This promise of a world responsibly empowered by AI continues to drive our work at Google DeepMind. For a long time, we’ve wanted to build a new generation of AI models, inspired by the way people understand and interact with the world. AI that feels less like a smart piece of software and more like something useful and intuitive — an expert helper or assistant.
Today, we’re a step closer to this vision as we introduce Gemini, the most capable and general model we’ve ever built.
Gemini is the result of large-scale collaborative efforts by teams across Google, including our colleagues at Google Research.
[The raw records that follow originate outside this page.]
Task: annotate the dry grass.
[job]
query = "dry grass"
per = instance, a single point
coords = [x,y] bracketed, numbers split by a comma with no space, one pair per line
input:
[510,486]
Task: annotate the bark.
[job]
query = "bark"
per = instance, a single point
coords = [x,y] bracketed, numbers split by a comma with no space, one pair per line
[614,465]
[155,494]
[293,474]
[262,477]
It was built from the ground up to be multimodal, which means it can generalize and seamlessly understand, operate across and combine different types of information including text, code, audio, image and video.↫ Demis Hassabis on Google’s official blog
It’s no secret I’m not particularly impressed by “AI”, not least because its ability to autocomplete complete nonsense based on copyrighted works it’s drawing from without permission and the dangers this might represent to our society. That being said, Google’s new “AI” thing, as demonstrated in this video, actually seems a tiny bit impressive. It still looks like to me like it’s just blurting out random information using fairly mundane things like object and speech recognition, but the fluidity of it all definitely feels a lot more natural than whatever OpenAI and Microsoft have shown so far.
I’m still not even remotely interested in any of this stuff, but this at least seems slightly more possibly useful than other examples I’ve seen so far.